When orcs meet humans for the first time, axes and swords are gonna fly.
Director Duncan Jones brings the fantasy realm of Azeroth to the big screen with “Warcraft,” in theaters June 10. It’s based on the hit video-game franchise “World of Warcraft.”
More than 10 million subscribers around the globe play the online role-playing game, but Jones has the responsibility of introducing the human leader Anduin Lothar (Travis Fimmel), the great orc warrior Durotan (Toby Kebbell) and a large cast of elves, wizards, knights and other characters to nongamers.
Jones figures that Peter Jackson and his crew felt that same pressure when kicking off their “Lord of the Rings” trilogy with 2001’s “The Fellowship of the Ring,” and the “Warcraft” director feels Azeroth is just as vast as Middle-earth.
He’s also well aware of what he calls “a strained history” of adapting games as movies and their iffy track record. What’s different now, though, is “a generation of filmmakers who grew up playing games as opposed to being handed them and told to make a film,” Jones adds. “That does make a big difference.”“They weren’t sure back then that there was a huge audience for films made on Tolkien books,” Jones says. “They obviously proved that there was, but they had a similar job of having to slowly bring an audience into a universe where they may not have all read the books before.”
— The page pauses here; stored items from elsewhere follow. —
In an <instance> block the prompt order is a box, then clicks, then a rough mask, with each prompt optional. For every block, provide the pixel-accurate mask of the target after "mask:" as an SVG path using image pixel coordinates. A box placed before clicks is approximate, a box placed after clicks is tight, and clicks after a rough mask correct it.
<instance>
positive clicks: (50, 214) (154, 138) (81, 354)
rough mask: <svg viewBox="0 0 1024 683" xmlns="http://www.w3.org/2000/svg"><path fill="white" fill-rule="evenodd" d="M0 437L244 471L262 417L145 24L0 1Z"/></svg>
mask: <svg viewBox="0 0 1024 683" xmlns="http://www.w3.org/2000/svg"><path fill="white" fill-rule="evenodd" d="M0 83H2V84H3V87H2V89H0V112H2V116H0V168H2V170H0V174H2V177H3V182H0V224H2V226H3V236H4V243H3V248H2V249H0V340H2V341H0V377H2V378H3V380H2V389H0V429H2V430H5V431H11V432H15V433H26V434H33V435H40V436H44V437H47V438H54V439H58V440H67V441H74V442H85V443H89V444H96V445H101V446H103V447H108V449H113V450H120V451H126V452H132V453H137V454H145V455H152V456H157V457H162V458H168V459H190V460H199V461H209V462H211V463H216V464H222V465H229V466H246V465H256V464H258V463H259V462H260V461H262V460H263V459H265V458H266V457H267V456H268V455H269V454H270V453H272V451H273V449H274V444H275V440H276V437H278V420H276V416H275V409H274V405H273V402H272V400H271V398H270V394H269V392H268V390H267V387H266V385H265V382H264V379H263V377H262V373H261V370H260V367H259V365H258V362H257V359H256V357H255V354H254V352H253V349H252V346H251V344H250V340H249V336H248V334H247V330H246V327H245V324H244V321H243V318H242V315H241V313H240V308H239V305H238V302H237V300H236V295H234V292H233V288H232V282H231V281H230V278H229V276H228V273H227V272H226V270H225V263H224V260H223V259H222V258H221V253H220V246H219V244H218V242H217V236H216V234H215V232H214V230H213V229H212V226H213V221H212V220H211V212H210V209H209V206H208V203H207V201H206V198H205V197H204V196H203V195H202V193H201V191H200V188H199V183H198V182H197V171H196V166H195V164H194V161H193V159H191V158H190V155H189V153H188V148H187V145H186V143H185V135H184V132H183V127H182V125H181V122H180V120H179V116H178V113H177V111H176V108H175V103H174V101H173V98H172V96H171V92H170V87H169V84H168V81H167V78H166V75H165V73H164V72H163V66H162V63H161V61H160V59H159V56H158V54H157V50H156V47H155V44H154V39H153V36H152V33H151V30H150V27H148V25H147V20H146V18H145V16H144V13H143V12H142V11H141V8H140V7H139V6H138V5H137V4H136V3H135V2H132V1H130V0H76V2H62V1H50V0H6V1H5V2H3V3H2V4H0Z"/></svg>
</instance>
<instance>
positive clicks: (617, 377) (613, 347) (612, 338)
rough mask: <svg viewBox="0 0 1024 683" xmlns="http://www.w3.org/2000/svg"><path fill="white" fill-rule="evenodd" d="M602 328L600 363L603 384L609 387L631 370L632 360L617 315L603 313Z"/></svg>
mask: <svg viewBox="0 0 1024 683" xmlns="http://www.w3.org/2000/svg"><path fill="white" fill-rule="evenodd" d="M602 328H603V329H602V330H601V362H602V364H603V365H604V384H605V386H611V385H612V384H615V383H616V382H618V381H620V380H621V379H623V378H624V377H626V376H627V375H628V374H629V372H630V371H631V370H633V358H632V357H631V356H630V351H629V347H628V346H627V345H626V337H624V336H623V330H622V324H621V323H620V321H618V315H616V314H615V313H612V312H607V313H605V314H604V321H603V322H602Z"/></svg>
The beauty of the game series for him is that so much story has been developed over the past 20-plus years, but for “Warcraft,” Jones used the first real-time strategy game from 1994, “Warcraft: Orcs & Humans,” as inspiration.
That made the most sense for him as a filmmaker since the plot line — with the Horde of invading orcs arriving to the world of humans via a portal from Draenor — appealed to the fans and the uninitiated. “We want to bring them into it as organically and naturally as possible so they, too, can understand what the stakes are and what these cultures are about and what separates them,” Jones says.
When he became involved with “Warcraft” three years ago, the director pitched it as a war movie where there’s not one side with heroes and one with villains — instead it’s about two groups faced with a confrontation that neither can avoid.
“There are still good guys and bad guys, but they are divided,” Jones explains. “No culture is uniquely good or bad, but there is certainly good and bad on any particular side. The complexities of who’s good and who’s evil are part of the fun of watching a movie like this.”
With a huge amount of characters — the cast also includes Ben Foster, Paula Patton, Dominic Cooper and Clancy Brown — Jones says there’s a tricky responsibility in making sure they stick to the expectations of the fanbase and make sure that everything works together.
This is an origin story for many of them, Jones adds, and one of his favorite supporting players is Orgrim Doomhammer, an orc played by Rob Kazinsky. “Warcraft” shows the early, not-so-polished version of him “back when he and Durotan were the Butch and Sundance of the orc world.”
Jones promises plenty of fantasy action in “Warcraft,” yet like with his two previous efforts, 2009’s “Moon” and 2011’s “Source Code,” he’s also interested in the character side of things justifying and balancing all those axes and swords.
“I wanted to make sure that the fraternity amongst the characters who are close as brothers and there for each other — that sense of loyalty and what binds some characters and drives others apart — was really clear and also made sense and felt right from a human level,” Jones says. “Whether they’re orcs or humans, you can understand the motivations for why people do the things they do.”